Is this by design? That seems inconsistent to me, but maybe I'm missing something.

This passes btw:

struct S
{
    int y;
}

interface A
{
    void fun(S x) out { assert(x.y == 42); }
}

class B : A
{
    void fun(S x) { x.y = 42; }
}

void main()
{
    A a = new B;
    a.fun(S(0));
}

So, sometimes it uses the old value and sometimes it uses the new value?
September 19, 2013
On 9/19/13 10:53 AM, Peter Alexander wrote:
[snip]
> So, sometimes it uses the old value and sometimes it uses the new value?
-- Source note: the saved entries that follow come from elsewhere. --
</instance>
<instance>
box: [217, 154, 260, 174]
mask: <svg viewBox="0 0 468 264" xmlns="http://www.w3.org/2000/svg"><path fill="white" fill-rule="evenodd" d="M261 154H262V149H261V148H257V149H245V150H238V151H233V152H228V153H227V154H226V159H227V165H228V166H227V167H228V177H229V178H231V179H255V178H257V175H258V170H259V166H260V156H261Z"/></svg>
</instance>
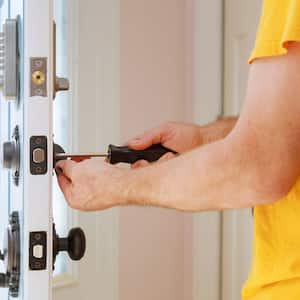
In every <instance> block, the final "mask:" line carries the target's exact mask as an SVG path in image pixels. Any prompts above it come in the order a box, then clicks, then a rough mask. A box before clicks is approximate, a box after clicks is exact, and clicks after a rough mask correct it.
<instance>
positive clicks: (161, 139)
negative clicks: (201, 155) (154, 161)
mask: <svg viewBox="0 0 300 300" xmlns="http://www.w3.org/2000/svg"><path fill="white" fill-rule="evenodd" d="M155 144H162V145H163V146H165V147H166V148H169V149H171V150H173V151H176V152H178V153H183V152H187V151H189V150H191V149H193V148H196V147H198V146H200V145H202V144H203V133H202V131H201V127H200V126H197V125H193V124H185V123H176V122H168V123H165V124H163V125H161V126H159V127H156V128H154V129H151V130H149V131H146V132H145V133H143V134H141V135H139V136H137V137H136V138H134V139H132V140H130V141H129V142H128V146H129V147H130V148H132V149H134V150H144V149H146V148H149V147H150V146H152V145H155ZM174 156H175V155H174V154H173V153H171V152H170V153H167V154H165V155H164V156H163V157H161V159H160V160H166V159H169V158H172V157H174ZM148 164H149V163H148V162H147V161H145V160H140V161H138V162H136V163H135V164H133V165H132V168H137V167H143V166H146V165H148Z"/></svg>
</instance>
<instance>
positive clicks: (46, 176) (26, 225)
mask: <svg viewBox="0 0 300 300" xmlns="http://www.w3.org/2000/svg"><path fill="white" fill-rule="evenodd" d="M0 5H1V7H0V11H1V14H0V16H1V23H2V24H3V29H2V33H1V40H0V43H1V45H0V48H1V49H0V55H1V62H0V64H1V70H2V74H1V90H2V93H1V99H0V101H1V104H0V120H1V128H0V129H1V130H0V132H1V144H2V146H1V150H2V151H1V156H2V167H3V168H2V169H1V177H0V178H1V181H0V189H1V196H2V198H1V220H0V222H1V229H2V234H3V237H4V242H3V244H2V245H1V246H2V248H1V249H3V250H2V251H1V255H0V258H1V260H3V266H2V270H1V271H2V273H1V274H0V286H1V287H3V289H1V299H11V298H17V299H20V300H21V299H22V300H23V299H24V300H50V299H52V283H53V269H54V267H56V264H55V261H56V257H57V255H58V254H59V253H60V252H61V251H64V252H68V253H69V256H70V257H72V259H76V260H80V259H81V258H82V256H83V254H84V252H85V235H84V233H83V231H82V230H81V229H80V228H75V229H73V230H72V231H70V233H69V235H68V237H67V238H59V236H58V235H57V233H56V231H55V226H54V221H55V220H53V210H52V208H53V207H52V203H53V197H52V196H53V193H52V191H53V182H54V176H53V175H54V174H53V166H54V164H55V153H56V152H57V151H58V150H57V148H56V147H54V146H55V144H54V141H53V139H54V136H53V101H54V99H55V96H56V94H57V93H58V92H59V91H61V90H67V89H68V82H67V80H65V79H63V78H58V77H56V68H55V66H56V64H55V59H56V47H55V32H56V27H55V24H54V16H53V1H52V0H44V1H40V0H26V1H23V0H16V1H9V0H4V1H1V2H0ZM59 151H61V150H59ZM4 169H6V170H4ZM76 250H79V252H78V253H76V252H77V251H76ZM77 254H78V255H77Z"/></svg>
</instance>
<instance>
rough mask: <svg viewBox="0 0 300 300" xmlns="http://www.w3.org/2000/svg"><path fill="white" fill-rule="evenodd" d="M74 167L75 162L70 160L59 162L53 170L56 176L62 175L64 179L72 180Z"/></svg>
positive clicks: (58, 162) (57, 163)
mask: <svg viewBox="0 0 300 300" xmlns="http://www.w3.org/2000/svg"><path fill="white" fill-rule="evenodd" d="M75 165H76V162H74V161H72V160H60V161H58V162H57V163H56V165H55V169H56V172H57V173H58V175H60V174H63V175H64V176H65V177H68V178H72V174H73V172H72V171H73V169H74V166H75Z"/></svg>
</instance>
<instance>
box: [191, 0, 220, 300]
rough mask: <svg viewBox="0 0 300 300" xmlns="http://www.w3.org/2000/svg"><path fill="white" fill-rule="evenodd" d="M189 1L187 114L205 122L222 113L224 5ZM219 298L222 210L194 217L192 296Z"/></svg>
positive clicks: (213, 117)
mask: <svg viewBox="0 0 300 300" xmlns="http://www.w3.org/2000/svg"><path fill="white" fill-rule="evenodd" d="M192 1H193V5H191V7H192V8H193V13H192V16H193V19H194V20H193V28H194V29H193V38H192V56H193V60H194V63H193V64H192V65H193V67H192V68H191V70H189V72H192V76H191V77H192V78H193V79H192V84H193V87H192V91H193V95H192V97H191V98H192V103H191V104H190V107H191V108H190V109H189V115H190V117H192V120H194V122H196V123H198V124H207V123H209V122H212V121H214V120H216V118H217V117H218V116H220V115H222V114H223V61H224V60H223V36H224V29H223V24H224V4H223V0H211V1H204V0H192ZM187 21H188V22H191V20H189V19H188V20H187ZM190 52H191V51H190ZM202 107H205V109H202ZM221 297H222V213H220V212H204V213H200V214H196V215H195V216H194V217H193V299H194V300H198V299H209V300H220V299H221Z"/></svg>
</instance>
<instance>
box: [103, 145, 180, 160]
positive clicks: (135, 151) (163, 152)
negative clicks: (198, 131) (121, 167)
mask: <svg viewBox="0 0 300 300" xmlns="http://www.w3.org/2000/svg"><path fill="white" fill-rule="evenodd" d="M168 152H171V153H174V154H177V153H176V152H175V151H173V150H171V149H168V148H166V147H164V146H163V145H161V144H157V145H153V146H151V147H149V148H147V149H145V150H133V149H130V148H129V147H126V146H124V147H118V146H114V145H109V147H108V157H107V161H108V162H109V163H111V164H113V165H114V164H118V163H128V164H134V163H135V162H137V161H138V160H146V161H148V162H154V161H157V160H159V159H160V158H161V157H162V156H163V155H165V154H166V153H168Z"/></svg>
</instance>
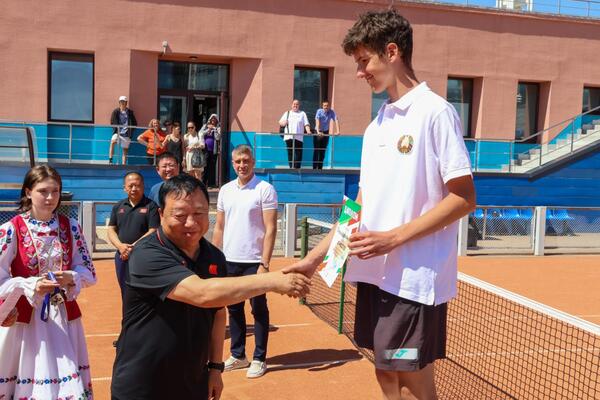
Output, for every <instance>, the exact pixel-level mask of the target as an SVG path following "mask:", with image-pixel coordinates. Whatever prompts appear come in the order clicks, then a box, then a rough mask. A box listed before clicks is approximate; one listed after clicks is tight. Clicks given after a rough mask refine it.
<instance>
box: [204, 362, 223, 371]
mask: <svg viewBox="0 0 600 400" xmlns="http://www.w3.org/2000/svg"><path fill="white" fill-rule="evenodd" d="M206 366H207V367H208V369H216V370H217V371H220V372H223V371H225V363H223V362H221V363H214V362H212V361H209V362H208V364H206Z"/></svg>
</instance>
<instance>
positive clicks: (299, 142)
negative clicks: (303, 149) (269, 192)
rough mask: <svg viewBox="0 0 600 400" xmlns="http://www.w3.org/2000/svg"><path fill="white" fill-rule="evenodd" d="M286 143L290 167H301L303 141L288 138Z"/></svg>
mask: <svg viewBox="0 0 600 400" xmlns="http://www.w3.org/2000/svg"><path fill="white" fill-rule="evenodd" d="M285 144H286V145H287V148H288V163H289V165H290V168H300V166H301V165H302V145H303V143H302V141H300V140H297V139H287V140H286V141H285Z"/></svg>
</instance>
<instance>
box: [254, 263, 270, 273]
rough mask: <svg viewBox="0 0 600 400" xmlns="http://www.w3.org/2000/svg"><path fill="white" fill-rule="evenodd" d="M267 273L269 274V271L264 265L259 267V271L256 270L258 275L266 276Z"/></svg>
mask: <svg viewBox="0 0 600 400" xmlns="http://www.w3.org/2000/svg"><path fill="white" fill-rule="evenodd" d="M267 272H269V270H268V269H267V268H265V267H264V265H259V266H258V269H257V270H256V273H257V274H266V273H267Z"/></svg>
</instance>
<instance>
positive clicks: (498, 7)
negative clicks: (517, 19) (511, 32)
mask: <svg viewBox="0 0 600 400" xmlns="http://www.w3.org/2000/svg"><path fill="white" fill-rule="evenodd" d="M496 8H500V9H505V10H515V11H533V0H496Z"/></svg>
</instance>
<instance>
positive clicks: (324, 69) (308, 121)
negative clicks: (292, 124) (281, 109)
mask: <svg viewBox="0 0 600 400" xmlns="http://www.w3.org/2000/svg"><path fill="white" fill-rule="evenodd" d="M296 70H300V71H318V72H320V74H321V98H320V99H319V106H318V108H317V110H318V109H319V108H321V107H322V106H323V101H325V100H328V101H329V103H330V105H331V99H330V96H329V78H330V76H329V68H325V67H308V66H304V65H302V66H301V65H294V76H293V80H294V85H293V87H292V91H293V92H295V91H296V77H295V75H296ZM292 97H293V99H292V100H296V96H295V94H293V95H292ZM298 100H300V108H301V109H302V103H303V100H302V99H298ZM290 103H291V102H290ZM317 110H315V114H316V112H317ZM303 111H304V112H305V113H306V110H304V109H303ZM307 117H308V123H309V124H310V126H311V129H313V126H314V125H315V119H314V118H312V120H311V118H310V117H309V116H308V113H307Z"/></svg>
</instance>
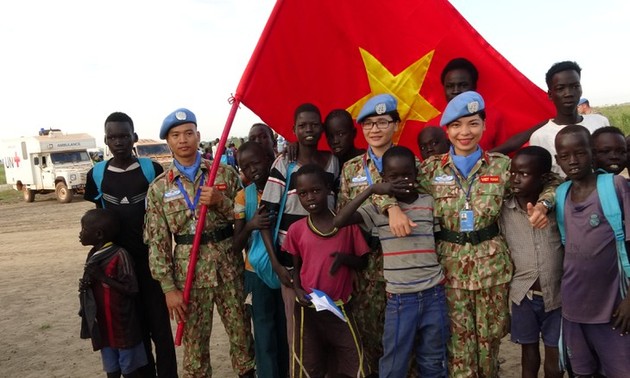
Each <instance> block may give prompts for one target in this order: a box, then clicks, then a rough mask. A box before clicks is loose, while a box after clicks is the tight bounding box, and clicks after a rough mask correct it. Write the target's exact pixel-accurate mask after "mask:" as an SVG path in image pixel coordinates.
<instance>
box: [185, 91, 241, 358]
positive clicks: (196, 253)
mask: <svg viewBox="0 0 630 378" xmlns="http://www.w3.org/2000/svg"><path fill="white" fill-rule="evenodd" d="M232 100H233V102H232V108H231V109H230V114H229V115H228V118H227V120H226V121H225V127H223V133H222V134H221V138H220V140H219V146H218V147H217V152H216V154H215V156H214V160H213V161H212V167H211V168H210V175H209V176H208V180H207V181H206V184H205V185H206V186H213V185H214V180H215V179H216V177H217V171H218V170H219V164H220V162H221V155H223V150H225V143H226V142H227V138H228V135H229V134H230V129H231V128H232V123H234V117H236V111H237V110H238V106H239V105H240V103H241V101H240V100H239V98H238V97H237V96H235V97H233V98H232ZM207 210H208V206H206V205H202V206H201V209H200V210H199V220H198V221H197V227H196V229H195V238H194V239H193V246H192V250H191V251H190V258H189V261H188V271H187V273H186V284H185V285H184V303H186V305H188V304H189V303H190V291H191V289H192V284H193V281H194V280H195V267H196V266H197V260H198V258H199V245H200V244H201V235H202V234H203V229H204V227H205V224H206V212H207ZM185 325H186V322H185V321H183V320H182V321H180V322H179V323H178V324H177V333H176V334H175V345H177V346H180V345H182V337H183V335H184V326H185Z"/></svg>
Time to press a bug report!

Andrei
September 19, 2013
On Thu, Sep 19, 2013 at 10:11:21AM -0700, Andrei Alexandrescu wrote:
> On 9/19/13 3:38 AM, Joseph Rushton Wakeling wrote:
> >On 18/09/13 14:11, monarch_dodra wrote:
> >>IMO, this is wrong. When calling a function with an out contract, the arguments should *also* be passed to the out contract directly. "out" should not be expected to run on the body's "sloppy seconds".
> >
> >I'm not sure I understand your objection here.  As I understood it the whole point of an "out" contract was to check the state of everything _after the function has exited_.
> 
> Agreed.
[...]

In that case, your definition of "contract" is different from mine.

In my understanding, an out-contract is some condition C that the function F promises to the caller will hold after it has finished executing. Since F's internal state is uninteresting to the caller, C is expressed in terms of what is visible to the caller -- that is, the original function parameters and its return value(s) (which may include the final state of the parameters if changes to those parameters are visible to the caller). An out-contract shouldn't depend on the state of local variables in F, since those are not visible to the caller and are therefore uninteresting.  If you wish to check that F's internal state satisfies some condition X at the end of F, then it should be done as assert(X) before return, not as an out-contract.

Mutable arguments passed by reference obviously makes sense to be included in an out-contract, since you presumably want to provide some guarantees to the user that after F runs, the (possibly-changed) state of a mutable ref argument satisfies some condition C.

Arguments passed by value, though, is a special case: the changes F makes to them are not visible to the caller, so they are essentially local variables whose initial values are specified by the caller. Hence, referring to their final value in an out-contract makes no sense. If I pass an int x to F, then an out-contract that tells me that x will have the value 17 after F finishes is completely irrelevant to me, because I don't have access to the final value of x anyway, and I don't care.  F's implementor may care, since it may be an indication of whether the implementation of F is correct, but in that case, an assert(x==17) at the end of the function body should be used, not an out-contract.

So having access to the original copies of parameters is necessary, so you could write:

	real sqrt(real x)
	in { assert(x >= 0.0); }
	out { assert(abs(x.in * x.in) < EPSILON); }
	body {
		... // implementation here
		x /= 2; // suppose we modify x at some point
		... // more implementation

		// Suppose our sqrt algorithm for whatever reason ends
		// with x=1 and if that's not true, then the code is
		// broken. The caller doesn't and shouldn't care about
		// this, so this doesn't belong in an out-contract, it
		// belongs in an assert inside the function body.
		assert(x == 1.0);

		return result;
	}

We could use x.in and x.out to unambiguously refer to original/final values of parameters. Using the keywords in/out also means that it can never be confused with member variables or UFCS, so it's nice to have.